Paschendale took three months and cost 500,000 casualties. A few months later the Germans counter-attacked and re-took it in just three days. The allies retreated to the lines they held in September 1917.
At the unveiling of the new monument to the Scottish dead, the very ground they fought over rumbled to the sound of the bass drums of the mass pipe bands marching past.
Throughout the ceremony the kilted figure of a Belgian man called Erwin Ureel darted here and there attending to every detail of the grand ceremony he had arranged.
Several hundred of his townsfolk joined him on the Frezenberg Ridge to think of the soldiers of the 9th, 15th and 51st Scottish Divisions. Many of them wore the new Paschendale tartan of brown with a deep red - set to represent the mud and blood of the battlefield.
"I have always found it strange that there was never anything to commemorate the Scottish soldiers," said Mr Ureel.
"There is a large British cemetery at Tyn Cott where all the British are buried but I felt the Scottish had to be recognised separately."
Mr Ureel is a battlefield tour guide and is passionate about Scotland. It was his passion that encouraged the people of Zonnebeke to raise funds for the monument.
"We are a small town and it would have taken a long time to do this on our own," he said.
"When we asked for help everyone was so quick to offer us money. Then we knew we were doing the right thing."
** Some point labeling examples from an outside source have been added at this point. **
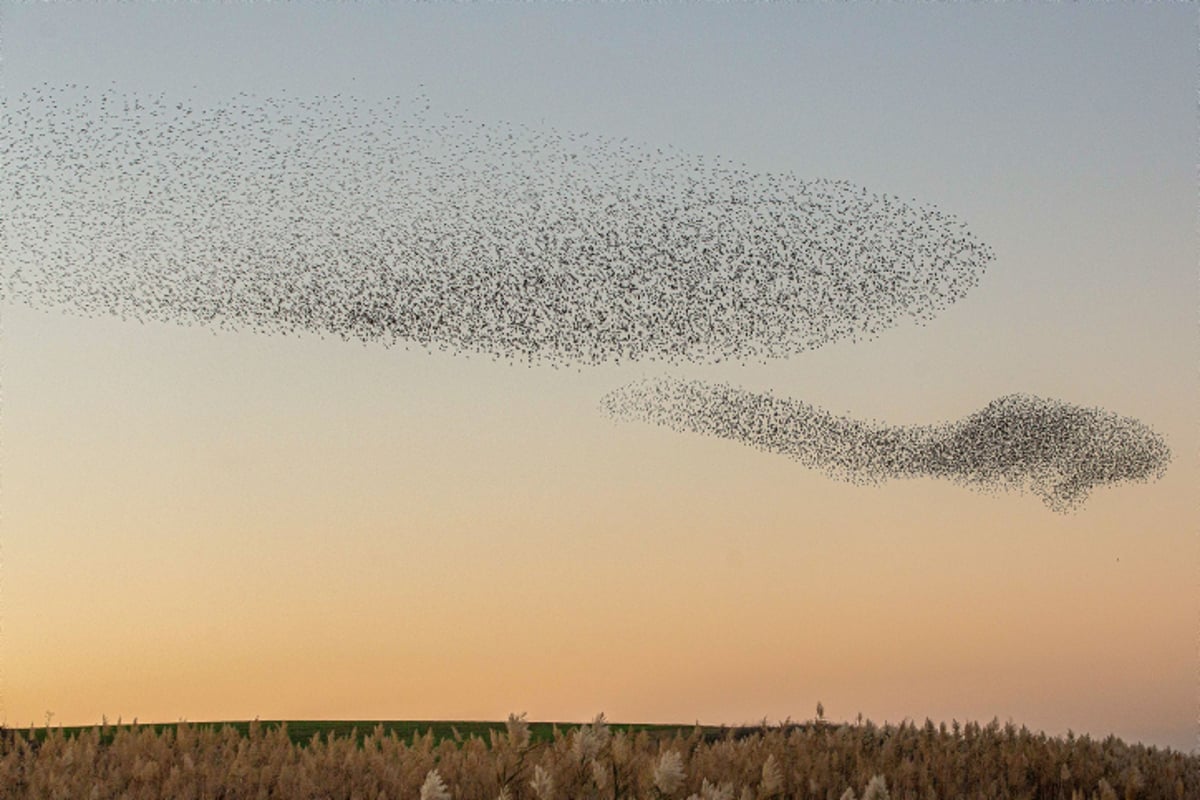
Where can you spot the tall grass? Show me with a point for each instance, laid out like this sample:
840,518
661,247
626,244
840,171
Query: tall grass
819,761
Conservative MSP Murdo Fraser, who represents the Mid Scotland and Fife region, was in the crowd for the unveiling.
When he heard of plans for the monument, he took the plea for funds to the Scottish Parliament.
Tyne Cot is the Commonwealth's largest war cemetery
He said: "It is staggering when you see how many Scottish soldiers died in such a small area. It's marvellous what the people here have done.
"I like to think if it was the other way round, we would have done the same for them."
At the close of the ceremony, six uniformed Belgian firemen marched quietly up behind the monument.
They were the famous Menin Gate Buglers. Every night since the end of World War I, buglers have sounded the last post at the Menin Gates a few miles away in Ypres.
On the Frezenberg Ridge they played again for the Scottish dead.
The reason Zonnebeke is so neat and nondescript and uniform and square is because after the battle of Paschendale there was nothing left standing.
The people of the town rebuilt it from scratch and now, 90 years later, they say they have built a monument to the dead from every corner of Scotland who gave their lives to set them free.
Looking up at the statue, Mr Ureel reflects on what he has achieved.
He said: "We will always do everything we can to make sure every generation of Belgian remembers what happened here. We must never, ever forget."